AMD's Eric Demers is leaving the company after twelve years to 'pursue other opportunities.'
AMD has confirmed that Eric Demers, the chief technical officer of the graphics business unit formerly known as ATI, is to leave the company at the end of the week.
Demers is to be replaced in the interim by overall chief technology officer Mark Papermaster until a replacement is found, according to a statement released by AMD late last night. Demers' final day is believed to be the 17th of February.
No reason has been given for Demers' departure, except to say that he is 'to pursue other opportunities.
Despite Demers' exit, AMD remains bullish about the future of its graphics division both as a keystone in its vision for a Heterogeneous Systems Architecture (HSA) and as a producer of dedicated silicon. 'AMD remains fully committed to our critical graphics IP development and discrete GPU products,
' the company claimed in its statement.
'We have a tremendous depth of talent in our organisation, a game plan that is resonating with our customers and our team, and we are continuing to bring graphics-performance-leading products to market. We will attract the right technology leader for this role,
' AMD promised.
Previous to his role of CTO at AMD's graphics division, Demers was a long-time ATI veteran. Joining the company in 2000 from previous roles at Silicon Graphics, Matrox and ArtX, Demers would rise from graphics designer to design manager under ATI's leadership. When AMD purchased the company, Demers became the manager of the graphics architecture team at the company before rising to senior architect and finally chief technology officer in 2009.

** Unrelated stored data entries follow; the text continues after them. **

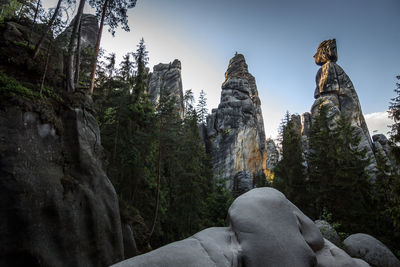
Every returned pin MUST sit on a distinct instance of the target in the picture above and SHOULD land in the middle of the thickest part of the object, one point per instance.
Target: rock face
(336, 92)
(371, 250)
(89, 31)
(130, 249)
(265, 229)
(328, 232)
(166, 81)
(235, 130)
(272, 158)
(57, 206)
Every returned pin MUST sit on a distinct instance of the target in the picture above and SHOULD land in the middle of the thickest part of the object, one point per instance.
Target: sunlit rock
(235, 130)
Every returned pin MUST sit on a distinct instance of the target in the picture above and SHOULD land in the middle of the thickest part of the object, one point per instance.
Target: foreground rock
(328, 232)
(57, 206)
(235, 130)
(371, 250)
(166, 81)
(265, 229)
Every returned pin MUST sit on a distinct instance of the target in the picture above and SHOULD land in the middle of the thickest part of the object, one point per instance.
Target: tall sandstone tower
(235, 130)
(335, 91)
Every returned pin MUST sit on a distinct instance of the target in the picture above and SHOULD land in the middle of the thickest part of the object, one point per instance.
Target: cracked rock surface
(235, 134)
(265, 229)
(57, 206)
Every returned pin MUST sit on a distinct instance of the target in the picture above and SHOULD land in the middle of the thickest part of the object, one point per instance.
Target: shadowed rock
(57, 206)
(166, 81)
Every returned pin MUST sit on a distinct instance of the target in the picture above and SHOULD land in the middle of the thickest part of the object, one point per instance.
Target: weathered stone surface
(89, 31)
(336, 92)
(326, 52)
(130, 249)
(235, 130)
(57, 206)
(332, 256)
(328, 232)
(371, 250)
(265, 230)
(382, 146)
(272, 157)
(166, 81)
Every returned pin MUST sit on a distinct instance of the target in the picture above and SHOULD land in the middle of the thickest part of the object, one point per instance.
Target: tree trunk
(78, 57)
(72, 48)
(158, 183)
(48, 28)
(96, 50)
(115, 141)
(46, 65)
(34, 21)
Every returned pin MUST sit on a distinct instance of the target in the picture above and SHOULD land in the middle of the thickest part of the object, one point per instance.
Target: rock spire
(235, 130)
(166, 80)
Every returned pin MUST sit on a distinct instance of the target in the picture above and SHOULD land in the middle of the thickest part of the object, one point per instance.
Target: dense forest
(332, 181)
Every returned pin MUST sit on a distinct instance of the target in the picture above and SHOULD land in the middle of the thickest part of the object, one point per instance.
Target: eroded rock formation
(57, 206)
(272, 158)
(89, 31)
(235, 130)
(336, 92)
(166, 81)
(265, 229)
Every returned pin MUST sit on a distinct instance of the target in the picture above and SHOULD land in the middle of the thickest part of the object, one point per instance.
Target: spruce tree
(339, 182)
(290, 174)
(394, 113)
(202, 107)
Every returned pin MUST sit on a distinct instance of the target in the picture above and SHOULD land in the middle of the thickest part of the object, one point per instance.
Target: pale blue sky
(278, 39)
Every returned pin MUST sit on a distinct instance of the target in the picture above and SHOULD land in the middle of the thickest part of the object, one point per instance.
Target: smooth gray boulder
(371, 250)
(265, 229)
(332, 256)
(272, 231)
(328, 232)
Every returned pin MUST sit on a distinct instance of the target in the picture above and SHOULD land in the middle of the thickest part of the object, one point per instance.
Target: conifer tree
(394, 113)
(339, 182)
(290, 173)
(202, 107)
(113, 13)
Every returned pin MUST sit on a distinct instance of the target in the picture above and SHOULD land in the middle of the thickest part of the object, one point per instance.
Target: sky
(278, 39)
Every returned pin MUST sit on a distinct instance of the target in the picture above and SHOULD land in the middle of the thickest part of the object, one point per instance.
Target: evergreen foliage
(338, 180)
(202, 107)
(137, 138)
(394, 113)
(387, 203)
(290, 172)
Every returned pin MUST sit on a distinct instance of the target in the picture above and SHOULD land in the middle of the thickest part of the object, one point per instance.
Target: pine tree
(339, 182)
(142, 59)
(394, 113)
(202, 107)
(113, 13)
(290, 174)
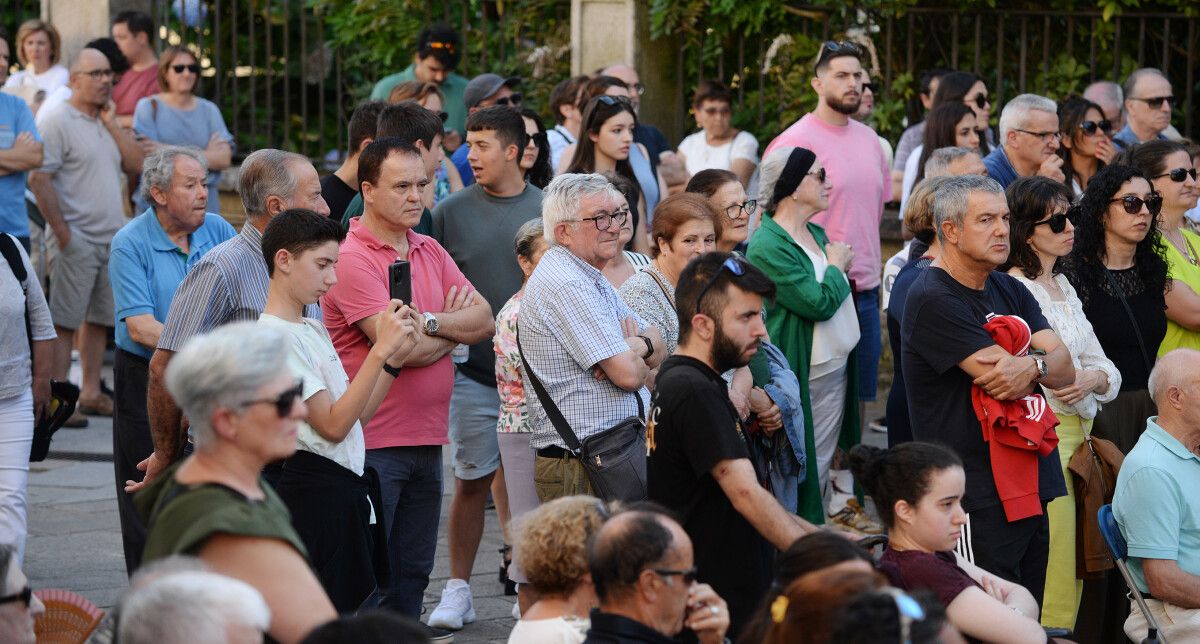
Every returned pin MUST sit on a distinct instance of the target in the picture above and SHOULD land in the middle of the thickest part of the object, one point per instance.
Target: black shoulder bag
(615, 458)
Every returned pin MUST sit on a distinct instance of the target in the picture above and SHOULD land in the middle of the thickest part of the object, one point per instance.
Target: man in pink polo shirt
(406, 435)
(851, 154)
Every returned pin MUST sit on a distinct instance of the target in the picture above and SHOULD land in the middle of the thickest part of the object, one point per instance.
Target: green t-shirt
(454, 86)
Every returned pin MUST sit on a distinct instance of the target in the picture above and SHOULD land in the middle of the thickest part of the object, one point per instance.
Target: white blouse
(1068, 322)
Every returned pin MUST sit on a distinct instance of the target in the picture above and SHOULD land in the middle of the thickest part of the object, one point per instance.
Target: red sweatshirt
(1017, 432)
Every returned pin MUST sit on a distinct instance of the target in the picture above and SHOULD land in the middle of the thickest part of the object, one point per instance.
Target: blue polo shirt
(1156, 503)
(15, 119)
(145, 268)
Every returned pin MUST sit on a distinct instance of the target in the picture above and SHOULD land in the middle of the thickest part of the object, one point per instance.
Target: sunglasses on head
(1132, 203)
(283, 402)
(1059, 221)
(1090, 127)
(1179, 174)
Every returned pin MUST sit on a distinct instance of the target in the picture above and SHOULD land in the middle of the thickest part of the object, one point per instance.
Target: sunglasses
(1179, 174)
(283, 402)
(1059, 221)
(735, 264)
(24, 596)
(1090, 127)
(511, 100)
(1132, 203)
(689, 576)
(1155, 102)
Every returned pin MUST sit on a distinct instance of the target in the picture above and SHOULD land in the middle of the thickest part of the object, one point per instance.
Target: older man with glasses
(588, 348)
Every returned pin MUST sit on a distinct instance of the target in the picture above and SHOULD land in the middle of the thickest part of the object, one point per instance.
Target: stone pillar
(609, 31)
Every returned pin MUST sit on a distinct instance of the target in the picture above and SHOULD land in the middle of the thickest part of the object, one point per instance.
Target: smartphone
(400, 281)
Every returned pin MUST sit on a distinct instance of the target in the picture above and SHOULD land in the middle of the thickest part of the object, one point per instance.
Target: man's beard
(725, 353)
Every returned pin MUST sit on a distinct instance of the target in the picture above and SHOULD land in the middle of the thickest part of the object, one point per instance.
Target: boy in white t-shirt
(323, 483)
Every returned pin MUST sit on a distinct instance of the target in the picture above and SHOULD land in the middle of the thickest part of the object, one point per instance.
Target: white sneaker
(455, 607)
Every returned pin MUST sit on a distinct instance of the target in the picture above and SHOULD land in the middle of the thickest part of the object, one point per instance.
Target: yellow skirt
(1060, 605)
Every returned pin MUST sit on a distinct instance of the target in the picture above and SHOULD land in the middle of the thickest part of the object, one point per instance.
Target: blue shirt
(999, 167)
(15, 119)
(1156, 503)
(1126, 138)
(145, 269)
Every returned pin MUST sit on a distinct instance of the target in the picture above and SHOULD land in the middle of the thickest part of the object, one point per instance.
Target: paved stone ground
(75, 539)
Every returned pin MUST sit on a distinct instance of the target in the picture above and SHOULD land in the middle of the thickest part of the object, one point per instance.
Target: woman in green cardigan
(813, 317)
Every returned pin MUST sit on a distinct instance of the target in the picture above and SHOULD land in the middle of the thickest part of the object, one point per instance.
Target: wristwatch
(649, 347)
(431, 324)
(1042, 367)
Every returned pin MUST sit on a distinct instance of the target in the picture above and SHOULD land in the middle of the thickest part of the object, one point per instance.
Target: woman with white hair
(244, 405)
(813, 317)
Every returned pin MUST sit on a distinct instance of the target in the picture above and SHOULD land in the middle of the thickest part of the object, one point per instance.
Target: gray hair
(563, 197)
(192, 606)
(267, 173)
(952, 198)
(940, 161)
(769, 172)
(159, 168)
(222, 368)
(1017, 112)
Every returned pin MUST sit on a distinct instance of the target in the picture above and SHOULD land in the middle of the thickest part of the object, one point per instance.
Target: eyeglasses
(831, 49)
(283, 402)
(1047, 137)
(735, 264)
(604, 220)
(749, 206)
(1090, 127)
(24, 596)
(1155, 102)
(689, 576)
(1179, 174)
(1132, 203)
(510, 100)
(1059, 221)
(99, 74)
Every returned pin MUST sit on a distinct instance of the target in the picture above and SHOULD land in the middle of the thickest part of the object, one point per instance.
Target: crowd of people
(533, 294)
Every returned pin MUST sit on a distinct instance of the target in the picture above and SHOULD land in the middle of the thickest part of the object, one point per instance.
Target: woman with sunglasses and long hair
(813, 318)
(1120, 274)
(177, 116)
(605, 145)
(949, 125)
(1042, 233)
(1086, 143)
(1169, 168)
(969, 89)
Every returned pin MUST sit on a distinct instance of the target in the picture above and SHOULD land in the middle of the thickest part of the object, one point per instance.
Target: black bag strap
(552, 411)
(1120, 293)
(12, 256)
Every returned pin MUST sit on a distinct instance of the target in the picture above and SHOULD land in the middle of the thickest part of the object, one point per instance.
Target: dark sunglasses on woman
(1090, 127)
(1132, 203)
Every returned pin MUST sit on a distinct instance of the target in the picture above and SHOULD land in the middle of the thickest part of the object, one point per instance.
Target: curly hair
(551, 543)
(1085, 264)
(1030, 200)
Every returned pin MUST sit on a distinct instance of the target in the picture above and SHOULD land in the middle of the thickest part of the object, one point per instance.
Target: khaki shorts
(78, 283)
(557, 477)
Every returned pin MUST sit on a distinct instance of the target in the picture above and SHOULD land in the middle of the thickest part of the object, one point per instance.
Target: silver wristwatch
(431, 324)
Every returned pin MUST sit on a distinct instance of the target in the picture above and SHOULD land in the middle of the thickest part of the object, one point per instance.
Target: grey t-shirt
(85, 166)
(16, 373)
(478, 230)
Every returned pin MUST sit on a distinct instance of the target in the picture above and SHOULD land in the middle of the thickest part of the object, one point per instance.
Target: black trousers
(131, 445)
(1015, 551)
(331, 513)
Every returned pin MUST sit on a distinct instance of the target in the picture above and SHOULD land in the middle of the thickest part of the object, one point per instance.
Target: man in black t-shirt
(947, 350)
(699, 463)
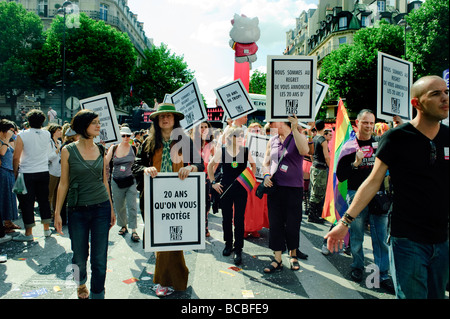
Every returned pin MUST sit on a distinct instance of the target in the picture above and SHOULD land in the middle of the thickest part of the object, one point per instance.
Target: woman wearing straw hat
(157, 154)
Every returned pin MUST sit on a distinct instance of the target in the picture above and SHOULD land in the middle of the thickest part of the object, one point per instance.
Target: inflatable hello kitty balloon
(244, 34)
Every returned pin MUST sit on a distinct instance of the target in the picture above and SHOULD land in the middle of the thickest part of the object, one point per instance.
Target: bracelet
(344, 223)
(348, 217)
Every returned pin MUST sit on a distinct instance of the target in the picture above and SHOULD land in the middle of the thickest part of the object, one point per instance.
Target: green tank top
(85, 179)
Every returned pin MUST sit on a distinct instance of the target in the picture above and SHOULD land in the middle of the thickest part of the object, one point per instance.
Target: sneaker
(356, 274)
(325, 250)
(22, 237)
(237, 258)
(163, 291)
(227, 251)
(5, 239)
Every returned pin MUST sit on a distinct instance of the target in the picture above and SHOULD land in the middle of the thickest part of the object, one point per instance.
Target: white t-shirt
(36, 149)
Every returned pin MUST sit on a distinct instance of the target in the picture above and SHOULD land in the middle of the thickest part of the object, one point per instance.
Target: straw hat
(125, 130)
(167, 108)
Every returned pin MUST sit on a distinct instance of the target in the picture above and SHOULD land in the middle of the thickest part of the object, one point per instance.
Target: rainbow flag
(247, 179)
(342, 143)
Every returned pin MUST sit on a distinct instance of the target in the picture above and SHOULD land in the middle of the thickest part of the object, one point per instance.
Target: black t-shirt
(419, 169)
(232, 167)
(355, 177)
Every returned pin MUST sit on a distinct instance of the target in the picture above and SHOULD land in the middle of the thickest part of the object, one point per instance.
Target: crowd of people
(88, 187)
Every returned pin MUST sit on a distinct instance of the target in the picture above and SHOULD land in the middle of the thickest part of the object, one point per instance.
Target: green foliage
(101, 58)
(351, 71)
(160, 73)
(427, 40)
(21, 38)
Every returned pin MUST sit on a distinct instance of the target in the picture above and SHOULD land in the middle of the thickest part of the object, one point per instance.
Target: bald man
(417, 156)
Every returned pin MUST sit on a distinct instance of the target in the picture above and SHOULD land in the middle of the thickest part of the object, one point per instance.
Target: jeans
(236, 197)
(317, 184)
(93, 220)
(285, 215)
(124, 200)
(378, 233)
(37, 189)
(419, 271)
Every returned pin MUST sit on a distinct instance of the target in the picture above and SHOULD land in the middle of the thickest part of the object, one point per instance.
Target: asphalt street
(41, 269)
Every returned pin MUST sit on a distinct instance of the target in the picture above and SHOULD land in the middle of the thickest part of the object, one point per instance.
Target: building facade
(334, 22)
(320, 31)
(113, 12)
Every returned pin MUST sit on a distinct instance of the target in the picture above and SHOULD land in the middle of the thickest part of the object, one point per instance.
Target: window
(342, 23)
(43, 8)
(103, 12)
(381, 5)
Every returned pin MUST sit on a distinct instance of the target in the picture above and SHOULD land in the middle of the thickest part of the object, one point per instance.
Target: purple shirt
(290, 171)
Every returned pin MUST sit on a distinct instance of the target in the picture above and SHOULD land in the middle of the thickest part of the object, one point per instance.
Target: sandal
(271, 268)
(135, 237)
(83, 292)
(294, 263)
(123, 231)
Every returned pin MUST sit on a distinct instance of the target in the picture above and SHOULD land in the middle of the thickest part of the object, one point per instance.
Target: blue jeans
(93, 220)
(378, 233)
(419, 271)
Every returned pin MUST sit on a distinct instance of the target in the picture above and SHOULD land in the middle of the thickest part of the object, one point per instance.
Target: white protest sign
(103, 105)
(321, 91)
(291, 87)
(174, 212)
(188, 100)
(257, 145)
(234, 99)
(395, 78)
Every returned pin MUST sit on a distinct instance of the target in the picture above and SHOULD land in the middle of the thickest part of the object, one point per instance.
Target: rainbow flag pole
(342, 143)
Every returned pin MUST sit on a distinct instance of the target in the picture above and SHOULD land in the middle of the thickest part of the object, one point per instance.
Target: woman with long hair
(167, 149)
(91, 214)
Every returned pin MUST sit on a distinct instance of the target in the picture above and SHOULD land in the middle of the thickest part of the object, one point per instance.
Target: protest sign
(104, 107)
(188, 100)
(394, 87)
(234, 99)
(174, 212)
(290, 87)
(257, 145)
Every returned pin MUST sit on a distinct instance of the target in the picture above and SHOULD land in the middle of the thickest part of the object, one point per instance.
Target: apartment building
(334, 22)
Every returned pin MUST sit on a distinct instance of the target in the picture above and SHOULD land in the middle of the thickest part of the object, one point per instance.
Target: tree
(99, 57)
(258, 83)
(351, 71)
(160, 73)
(427, 41)
(21, 38)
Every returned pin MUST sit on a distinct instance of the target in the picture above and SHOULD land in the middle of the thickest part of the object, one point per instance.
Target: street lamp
(404, 24)
(62, 11)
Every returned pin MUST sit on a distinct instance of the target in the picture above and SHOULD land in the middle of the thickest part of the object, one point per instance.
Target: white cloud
(199, 30)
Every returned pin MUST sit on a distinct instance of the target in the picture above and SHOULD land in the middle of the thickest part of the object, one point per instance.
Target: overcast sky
(199, 31)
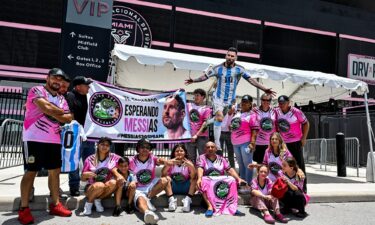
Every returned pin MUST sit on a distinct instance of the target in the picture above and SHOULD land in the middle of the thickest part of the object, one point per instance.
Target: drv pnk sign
(361, 67)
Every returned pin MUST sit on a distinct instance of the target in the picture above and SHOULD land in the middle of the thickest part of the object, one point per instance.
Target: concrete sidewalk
(323, 186)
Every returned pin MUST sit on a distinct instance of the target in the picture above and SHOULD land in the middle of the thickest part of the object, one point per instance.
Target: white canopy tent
(158, 70)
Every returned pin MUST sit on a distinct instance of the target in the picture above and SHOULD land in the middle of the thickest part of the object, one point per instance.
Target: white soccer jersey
(72, 135)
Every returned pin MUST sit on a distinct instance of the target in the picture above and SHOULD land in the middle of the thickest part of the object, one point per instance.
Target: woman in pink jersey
(274, 156)
(221, 198)
(98, 170)
(262, 199)
(266, 124)
(293, 127)
(182, 175)
(294, 198)
(243, 125)
(143, 165)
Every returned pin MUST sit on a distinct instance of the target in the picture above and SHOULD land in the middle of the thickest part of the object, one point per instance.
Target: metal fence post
(340, 155)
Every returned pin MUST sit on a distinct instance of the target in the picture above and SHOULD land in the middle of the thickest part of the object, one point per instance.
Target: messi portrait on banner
(128, 116)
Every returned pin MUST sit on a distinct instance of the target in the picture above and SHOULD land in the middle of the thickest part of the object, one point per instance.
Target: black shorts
(40, 155)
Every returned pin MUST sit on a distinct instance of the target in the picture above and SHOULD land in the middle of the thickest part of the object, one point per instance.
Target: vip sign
(96, 13)
(129, 27)
(361, 67)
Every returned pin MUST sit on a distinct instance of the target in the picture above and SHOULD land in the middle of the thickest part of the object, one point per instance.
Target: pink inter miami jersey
(290, 124)
(179, 173)
(266, 125)
(299, 184)
(266, 189)
(242, 124)
(274, 163)
(222, 193)
(144, 171)
(198, 114)
(213, 168)
(100, 168)
(38, 126)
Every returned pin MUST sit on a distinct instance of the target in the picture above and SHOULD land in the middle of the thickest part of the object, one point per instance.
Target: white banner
(127, 116)
(361, 67)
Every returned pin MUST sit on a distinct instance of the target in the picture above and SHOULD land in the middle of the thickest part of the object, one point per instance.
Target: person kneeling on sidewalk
(182, 175)
(98, 170)
(261, 197)
(143, 165)
(125, 188)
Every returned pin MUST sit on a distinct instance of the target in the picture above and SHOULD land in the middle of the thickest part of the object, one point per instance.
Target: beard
(171, 123)
(229, 62)
(54, 86)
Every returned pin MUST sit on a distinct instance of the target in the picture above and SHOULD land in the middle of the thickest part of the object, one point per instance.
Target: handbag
(279, 188)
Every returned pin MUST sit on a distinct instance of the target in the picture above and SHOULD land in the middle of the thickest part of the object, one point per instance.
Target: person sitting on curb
(143, 165)
(274, 156)
(210, 171)
(182, 175)
(98, 170)
(261, 197)
(126, 188)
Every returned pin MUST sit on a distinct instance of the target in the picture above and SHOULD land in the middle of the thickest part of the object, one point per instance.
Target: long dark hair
(292, 163)
(179, 146)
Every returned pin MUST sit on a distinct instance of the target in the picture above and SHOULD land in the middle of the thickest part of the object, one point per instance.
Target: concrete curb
(73, 203)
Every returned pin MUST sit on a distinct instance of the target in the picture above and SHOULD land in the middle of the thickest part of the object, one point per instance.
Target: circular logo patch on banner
(283, 125)
(178, 177)
(129, 27)
(266, 124)
(235, 123)
(194, 115)
(274, 168)
(105, 109)
(144, 176)
(221, 189)
(213, 172)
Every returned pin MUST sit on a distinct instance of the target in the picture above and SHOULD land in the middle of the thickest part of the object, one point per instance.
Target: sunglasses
(146, 147)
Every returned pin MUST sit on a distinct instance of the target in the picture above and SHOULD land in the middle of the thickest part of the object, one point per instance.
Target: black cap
(283, 98)
(59, 72)
(247, 98)
(81, 80)
(143, 142)
(104, 139)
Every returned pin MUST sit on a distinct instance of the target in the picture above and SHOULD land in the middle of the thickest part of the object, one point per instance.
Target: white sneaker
(98, 205)
(87, 209)
(150, 205)
(172, 204)
(150, 217)
(186, 204)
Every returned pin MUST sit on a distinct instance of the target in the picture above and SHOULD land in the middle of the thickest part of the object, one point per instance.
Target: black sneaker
(129, 209)
(117, 211)
(74, 192)
(301, 214)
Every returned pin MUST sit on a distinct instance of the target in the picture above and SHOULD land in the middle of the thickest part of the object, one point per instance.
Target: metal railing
(11, 143)
(323, 151)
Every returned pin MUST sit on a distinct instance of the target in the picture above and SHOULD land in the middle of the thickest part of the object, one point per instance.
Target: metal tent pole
(370, 139)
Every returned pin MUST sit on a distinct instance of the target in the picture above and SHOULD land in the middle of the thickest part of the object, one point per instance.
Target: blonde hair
(96, 160)
(282, 146)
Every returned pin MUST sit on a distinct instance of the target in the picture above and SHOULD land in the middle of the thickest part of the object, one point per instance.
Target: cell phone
(243, 184)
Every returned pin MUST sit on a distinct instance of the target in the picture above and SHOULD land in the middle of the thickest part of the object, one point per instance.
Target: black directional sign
(85, 38)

Demers' reputation is well cemented in the industry. With a MSEE in Computer Architecture and Parallel Processing and a BSEE in Electronics and Communications, his talents will be in great demand. With a graphics-specific history, including GPGPU architecture design and gaming graphics experience, there will be plenty of doors opening.
The most obvious destination for Demers would be AMD's long-time graphics rival Nvidia. It's likely, however, that AMD has a 'no-compete' clause in its contracts that would prevent Demers from working for such a direct competitor for a period of time after his exit.
At the time of writing, Demers has not revealed his employment plans.